Ces exemptions sont gérées par le prestataire de paiement, pas par le marchand. Un site qui prétend ne pas utiliser 3D Secure peut en réalité bénéficier d’exemptions TRA sans que l’acheteur ne s’en rende compte. La distinction entre « site sans 3D Secure » et « site dont le PSP applique des exemptions calibrées » est souvent floue pour le consommateur.
Les données disponibles ne permettent pas de tout trancher
Les retours terrain divergent sur le taux réel de transactions qui passent sans aucune forme de vérification en 2025. Certaines plateformes utilisent des mécanismes propriétaires de détection de fraude qui ne reposent pas sur 3D Secure mais offrent un niveau de protection comparable. D’autres, en revanche, n’appliquent tout simplement aucun contrôle, exposant à la fois le client et le marchand.

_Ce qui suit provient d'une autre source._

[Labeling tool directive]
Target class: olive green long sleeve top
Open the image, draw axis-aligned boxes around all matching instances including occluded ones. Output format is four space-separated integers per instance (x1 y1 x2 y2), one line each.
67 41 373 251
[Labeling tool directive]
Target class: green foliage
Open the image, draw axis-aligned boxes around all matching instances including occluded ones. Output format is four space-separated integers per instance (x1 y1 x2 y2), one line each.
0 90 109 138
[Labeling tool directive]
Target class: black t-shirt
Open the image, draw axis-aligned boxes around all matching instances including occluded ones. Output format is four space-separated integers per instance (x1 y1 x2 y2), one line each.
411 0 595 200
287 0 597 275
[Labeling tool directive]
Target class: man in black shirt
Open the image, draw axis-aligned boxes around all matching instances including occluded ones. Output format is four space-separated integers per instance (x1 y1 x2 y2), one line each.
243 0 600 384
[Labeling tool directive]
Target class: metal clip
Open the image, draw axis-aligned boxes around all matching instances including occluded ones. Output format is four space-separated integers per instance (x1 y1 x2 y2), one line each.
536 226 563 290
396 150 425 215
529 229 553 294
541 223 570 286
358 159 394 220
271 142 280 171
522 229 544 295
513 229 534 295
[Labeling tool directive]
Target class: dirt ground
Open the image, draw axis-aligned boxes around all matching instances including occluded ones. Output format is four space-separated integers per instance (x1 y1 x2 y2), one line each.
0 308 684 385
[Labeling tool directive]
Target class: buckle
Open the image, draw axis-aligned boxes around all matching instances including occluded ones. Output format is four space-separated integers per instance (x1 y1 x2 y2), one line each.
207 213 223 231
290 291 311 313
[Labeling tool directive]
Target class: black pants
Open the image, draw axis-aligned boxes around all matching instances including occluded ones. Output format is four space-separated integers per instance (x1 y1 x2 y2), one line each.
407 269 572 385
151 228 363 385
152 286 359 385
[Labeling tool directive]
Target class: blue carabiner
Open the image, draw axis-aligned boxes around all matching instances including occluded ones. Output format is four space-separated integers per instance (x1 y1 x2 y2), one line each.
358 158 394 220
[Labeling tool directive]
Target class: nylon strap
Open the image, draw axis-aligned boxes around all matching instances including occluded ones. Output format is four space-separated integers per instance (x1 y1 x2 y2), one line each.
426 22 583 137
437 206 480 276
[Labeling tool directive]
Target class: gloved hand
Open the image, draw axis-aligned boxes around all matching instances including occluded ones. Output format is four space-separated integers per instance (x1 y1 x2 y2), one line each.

- Un site sans aucune vérification fait porter le risque de fraude au marchand (liability shift) et fragilise la confiance du client.
- Un site utilisant des exemptions TRA via son PSP reste conforme à la DSP2 tout en proposant un parcours fluide.
- Un site hors de l’Espace économique européen n’est pas soumis à la DSP2, ce qui complique la lecture pour les acheteurs français.
Pour un acheteur en ligne, l’absence visible d’authentification ne signifie pas l’absence de protection. Le niveau de risque réel dépend de l’architecture technique du site et de son prestataire de paiement, pas uniquement de ce qui est affiché à l’écran.
La tendance réglementaire va clairement vers un durcissement. Les marchands qui n’intègrent aucune forme d’authentification forte en 2025 cumulent un risque financier direct (chargebacks non couverts), un risque d’accès aux services de paiement (résiliation ou surcoût par les PSP) et un risque réputationnel auprès de clients de plus en plus sensibilisés à la sécurité des transactions en ligne. Le coût de l’inaction dépasse désormais celui de la mise en conformité.